Dengan kata lain, ada masyarakat yang sudah siap ASO mandiri, demi bisa mononton siaran tivi bebas semut. 

Hal lainnya adalah, kalau sampai sekarang masih ada yang kurang ngeh apa itu ASO, dengan demikian, maka: apakah sosialisasinya yang kurang berhasil, ataukah orangnya saja yang kudet. Misal, ada lho yang menganggap ASO ini menyangkut juga siaran TV kabel. Dari kelas ecek-ecek yang banyak sekali beroperasi di daerah-daerah dengan kategori siaran tivi tak bisa dinikmati pakai antena UHF, sampai penyedia layanan tivi kabel sekelas LinkNet. Padahal, tidak begitu, Ferguso. Beda. Tidak sama alias mboten sami!


Benar memang, LinkNet dan seabreg penyedia jasa tivi kabel di daerah-daerah, di era digital ini masih ada juga yang 'jualan' siaran analog. Nah, apakah siaran analognya itu juga dimaksud dalam ASO yang sedang kita bicarakan? Sekali lagi: ya tidak! Beda jalur.

ASO yang digagas pemerintah adalah yang pakai frekuensi yang dipancarkan via stasiun transmisi. Yang pakai tower pemancar itu. Yang harus ditata. Agar tidak boros bandwidth. Yang mana spektrum frekuensi itu nanti, setelah semua tv tertata bersiaran di kanal digital, akan dialokasikan untuk internet.  Sementara siaran tivi kabel disalurkan melalui kabel, bukan dipancarkan melalui menara pemancar yang frekuensinya mutlak diatur ketat oleh pemerintah.

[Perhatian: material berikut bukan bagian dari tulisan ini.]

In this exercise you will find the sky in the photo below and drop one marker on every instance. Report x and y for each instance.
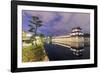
(57, 23)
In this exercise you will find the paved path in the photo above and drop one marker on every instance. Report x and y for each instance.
(58, 52)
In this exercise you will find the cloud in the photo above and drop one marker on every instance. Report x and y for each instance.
(59, 23)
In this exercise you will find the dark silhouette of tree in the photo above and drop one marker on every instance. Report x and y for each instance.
(35, 22)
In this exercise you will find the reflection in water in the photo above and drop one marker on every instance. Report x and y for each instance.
(77, 48)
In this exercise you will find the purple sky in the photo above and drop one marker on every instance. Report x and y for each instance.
(57, 23)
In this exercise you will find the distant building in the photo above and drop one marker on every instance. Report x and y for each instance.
(77, 31)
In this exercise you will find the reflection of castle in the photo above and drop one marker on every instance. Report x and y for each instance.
(76, 36)
(76, 32)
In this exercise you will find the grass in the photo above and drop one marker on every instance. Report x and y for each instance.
(33, 53)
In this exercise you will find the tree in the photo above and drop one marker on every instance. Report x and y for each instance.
(35, 23)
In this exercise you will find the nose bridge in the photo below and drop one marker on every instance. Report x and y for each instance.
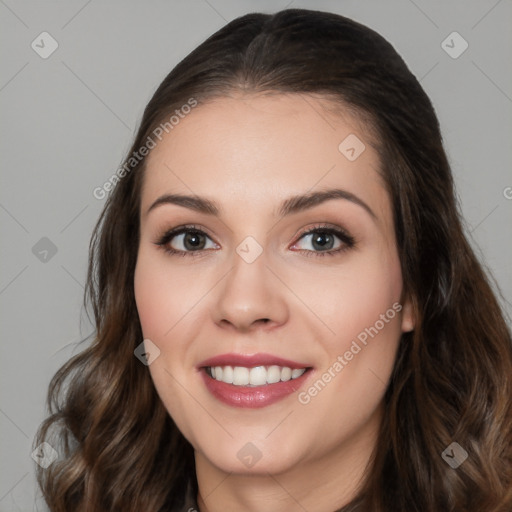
(250, 292)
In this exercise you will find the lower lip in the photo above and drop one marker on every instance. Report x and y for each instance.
(252, 397)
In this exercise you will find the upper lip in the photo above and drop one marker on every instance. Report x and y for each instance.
(250, 361)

Nah, jelas sudah. Walau nanti semua kanal televisi di Indonesia sudah migrasi ke jalur digital, kalau pihak tv kabel (macam LinkNet, misalnya) masih 'jualan siaran analog' ya gak ngaruh. Sepanjang ada yang berlangganan. Kalau lalu LinkNet menawarkan siaran digital kepada pelanggannya, sekali lagi, itu tidak ada hubungannya dengan program ASO / Analog Switch Off. Itu hanya murni ilmu jualan. Bahwa, kalau mau konten yang digital, harga berlangganannya juga mesti naik. Begitu. Sesimple itu.

Lagian, program migrasi dari analog ke digital yang dijalankan pemerintah itu adalah untuk mengatur dan menata frekuensi siaran televisi baik LPP (Lembaga Penyiaran Publik --TVRI) maupun LPS (Lembaga Penyiaran Swasta) yang jumlahnya sekarang sudah 700 lebih. Ingat, itu semua adalah siaran FTA alias Free to  Air. Yang gratis, tis, tis. Bukan konten siaran milik pay tv macam HBO, StarSport, Fox, National Geographic, Waku-waku Japan dan sejenisnya.